Я поднялась, отряхиваясь от каменной пыли. Непривычно видеть легенду лицом к лицу. Император раскрыл мятежницу, которая много лет была его правой рукой, но он — наш милосердный и мудрый правитель — не убил её за предательство, а только лишил магического дара, демонстрируя всему миру не только свое благородство, но и силу духа.
Сиркх не боится даже той, что ударила ножом в спину — зато может лишить её магии и заставить раскаяться в совершенном и даже остаться служить его правлению вместе с генералом ди Арстоном, который эту мятежницу и остановил.
— Значит, вы были магом, а теперь нет, — произнесла я медленно, наблюдая за её реакцией и за тем, как под высоким воротом и украшением на шее тянется причудливая татуировка — магический кагард, сотворенный императором. — Каково это?
— Ну, — протянула она, чуть сощурив глаза. — Мне повезло потерять дар, а не голову.
Я удивленно приподняла голову, не ожидая такой откровенности.
— Впрочем, это не значит, что ты не можешь рискнуть потягаться силами с императором, — продолжила она, равнодушно пожав плечами. — Хочешь — попробуй.
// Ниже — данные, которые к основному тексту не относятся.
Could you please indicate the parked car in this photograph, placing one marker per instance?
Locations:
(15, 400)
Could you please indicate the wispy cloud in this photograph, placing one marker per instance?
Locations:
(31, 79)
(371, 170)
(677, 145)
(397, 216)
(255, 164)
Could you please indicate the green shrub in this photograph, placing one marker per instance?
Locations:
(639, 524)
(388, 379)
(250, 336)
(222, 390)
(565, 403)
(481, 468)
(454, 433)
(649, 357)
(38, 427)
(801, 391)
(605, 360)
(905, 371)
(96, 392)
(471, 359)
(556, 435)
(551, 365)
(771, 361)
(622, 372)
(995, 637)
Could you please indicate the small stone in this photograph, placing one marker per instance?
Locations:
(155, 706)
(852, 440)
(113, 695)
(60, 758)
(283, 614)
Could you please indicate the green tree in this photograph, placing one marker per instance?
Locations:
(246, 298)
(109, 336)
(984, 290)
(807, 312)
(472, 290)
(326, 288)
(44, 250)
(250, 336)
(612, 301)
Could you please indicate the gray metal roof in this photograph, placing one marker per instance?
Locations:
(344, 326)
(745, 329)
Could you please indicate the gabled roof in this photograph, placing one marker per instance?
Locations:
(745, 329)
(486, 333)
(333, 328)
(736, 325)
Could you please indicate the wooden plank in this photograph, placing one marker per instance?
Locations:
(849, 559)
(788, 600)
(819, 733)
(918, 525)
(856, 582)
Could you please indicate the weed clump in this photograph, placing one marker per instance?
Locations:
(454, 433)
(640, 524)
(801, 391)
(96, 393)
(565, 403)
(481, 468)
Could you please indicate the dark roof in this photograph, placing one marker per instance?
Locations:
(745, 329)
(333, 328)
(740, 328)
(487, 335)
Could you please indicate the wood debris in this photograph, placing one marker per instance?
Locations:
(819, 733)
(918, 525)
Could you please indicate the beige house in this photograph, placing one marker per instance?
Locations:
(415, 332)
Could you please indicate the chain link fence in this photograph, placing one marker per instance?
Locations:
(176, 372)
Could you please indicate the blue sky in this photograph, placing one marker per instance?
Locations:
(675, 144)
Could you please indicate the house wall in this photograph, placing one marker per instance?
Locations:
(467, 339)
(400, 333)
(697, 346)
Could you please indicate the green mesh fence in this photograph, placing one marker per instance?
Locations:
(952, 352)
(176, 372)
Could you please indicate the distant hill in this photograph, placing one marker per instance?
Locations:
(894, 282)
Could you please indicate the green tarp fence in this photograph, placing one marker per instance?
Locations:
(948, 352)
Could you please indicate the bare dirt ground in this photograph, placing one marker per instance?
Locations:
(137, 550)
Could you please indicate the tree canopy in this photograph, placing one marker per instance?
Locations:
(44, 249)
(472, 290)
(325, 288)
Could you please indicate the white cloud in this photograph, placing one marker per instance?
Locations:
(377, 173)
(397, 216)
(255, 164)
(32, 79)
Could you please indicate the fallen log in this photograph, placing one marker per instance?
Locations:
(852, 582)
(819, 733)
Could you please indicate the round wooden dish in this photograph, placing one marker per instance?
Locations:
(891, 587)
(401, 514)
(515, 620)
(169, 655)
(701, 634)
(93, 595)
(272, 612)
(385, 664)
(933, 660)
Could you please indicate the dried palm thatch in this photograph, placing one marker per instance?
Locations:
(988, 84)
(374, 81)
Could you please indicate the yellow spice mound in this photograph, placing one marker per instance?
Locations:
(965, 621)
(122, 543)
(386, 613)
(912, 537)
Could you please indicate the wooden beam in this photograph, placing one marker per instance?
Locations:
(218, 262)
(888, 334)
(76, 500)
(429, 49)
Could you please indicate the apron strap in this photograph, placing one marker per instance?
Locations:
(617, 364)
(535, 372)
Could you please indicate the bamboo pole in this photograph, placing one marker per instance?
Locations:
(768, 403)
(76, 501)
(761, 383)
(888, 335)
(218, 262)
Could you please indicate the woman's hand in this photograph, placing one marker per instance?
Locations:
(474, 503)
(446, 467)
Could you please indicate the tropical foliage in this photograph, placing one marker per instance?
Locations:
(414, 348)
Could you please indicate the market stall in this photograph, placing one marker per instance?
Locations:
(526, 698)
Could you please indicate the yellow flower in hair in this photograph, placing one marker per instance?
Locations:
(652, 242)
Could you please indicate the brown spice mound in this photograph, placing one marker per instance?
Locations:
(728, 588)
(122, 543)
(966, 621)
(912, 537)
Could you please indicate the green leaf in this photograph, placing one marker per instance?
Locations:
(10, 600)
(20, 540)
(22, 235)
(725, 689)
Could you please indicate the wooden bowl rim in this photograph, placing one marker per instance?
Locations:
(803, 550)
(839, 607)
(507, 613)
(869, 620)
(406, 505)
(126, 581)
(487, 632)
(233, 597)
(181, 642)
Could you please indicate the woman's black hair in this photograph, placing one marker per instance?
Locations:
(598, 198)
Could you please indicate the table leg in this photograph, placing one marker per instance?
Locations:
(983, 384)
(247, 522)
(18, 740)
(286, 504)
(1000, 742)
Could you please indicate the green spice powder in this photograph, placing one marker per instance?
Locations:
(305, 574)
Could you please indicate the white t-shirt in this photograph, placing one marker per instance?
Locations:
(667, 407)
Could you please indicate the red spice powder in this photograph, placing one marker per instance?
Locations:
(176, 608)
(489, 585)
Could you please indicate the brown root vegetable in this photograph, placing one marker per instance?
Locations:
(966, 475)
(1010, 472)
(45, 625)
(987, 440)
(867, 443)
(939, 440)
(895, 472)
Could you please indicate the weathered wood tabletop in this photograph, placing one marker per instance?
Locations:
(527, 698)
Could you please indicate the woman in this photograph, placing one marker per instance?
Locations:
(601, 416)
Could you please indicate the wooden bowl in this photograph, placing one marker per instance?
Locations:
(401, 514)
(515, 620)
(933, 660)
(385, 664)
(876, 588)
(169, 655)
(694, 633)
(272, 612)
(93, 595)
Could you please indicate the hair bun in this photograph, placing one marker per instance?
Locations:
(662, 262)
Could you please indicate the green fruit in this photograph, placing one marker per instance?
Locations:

Вдруг тебе тоже повезёт.
Я сжала губы, чувствуя, как раздражение смешивается с сомнением. Айдан не выглядела человеком, который жалел себя. Она не пыталась скрыть, что потеряла магию, и не казалась из-за этого сломленной. Наоборот — в ней было нечто… свободное?
— Если уж тебе суждено ходить по краю, лучше бы научиться не падать, — добавила она, откидываясь назад и глядя на меня с лёгким интересом.
Она явно не стала слабее из-за лишения магии. Она всё ещё была здесь, и её явно уважали. Но я не знала, каким был её путь. Какой ценой она сохранила жизнь, если сама говорила о том, что ей повезло?
— Вы… — Я колебалась, но затем, сжав пальцы в кулак, всё же спросила: — Вы хотели этого?
Айдан посмотрела на меня с лёгким удивлением, но затем хмыкнула.
— В какой-то момент — да, — призналась она. — В какой-то момент мне казалось, что потерять магию — это единственный способ сохранить себя.
Я задержала дыхание, напряжённо следя за ней..
— Но знаешь что? — её глаза вспыхнули чем-то похожим на вызов. — Теперь, когда у меня её больше нет, я понимаю, что не магия была проблемой.
— А что же?
Она не стала пояснять. Только улыбнулась — холодно, чуть лениво — и встала, стряхивая с брюк невидимую пыль.
— Ладно, посмотрим, насколько ты упорная. Пока что ты слишком много думаешь о том, чего хочешь лишиться. Попробуй подумать, что ты можешь сделать с тем, что у тебя есть. — Она изучающе смотрела, откровенно демонстрируя свою мудрость и прожитый опыт. — Император хочет, чтобы мы следили не только за безопасностью, но и ходом игры. Он скоро прибудет — и начнётся самое интересное.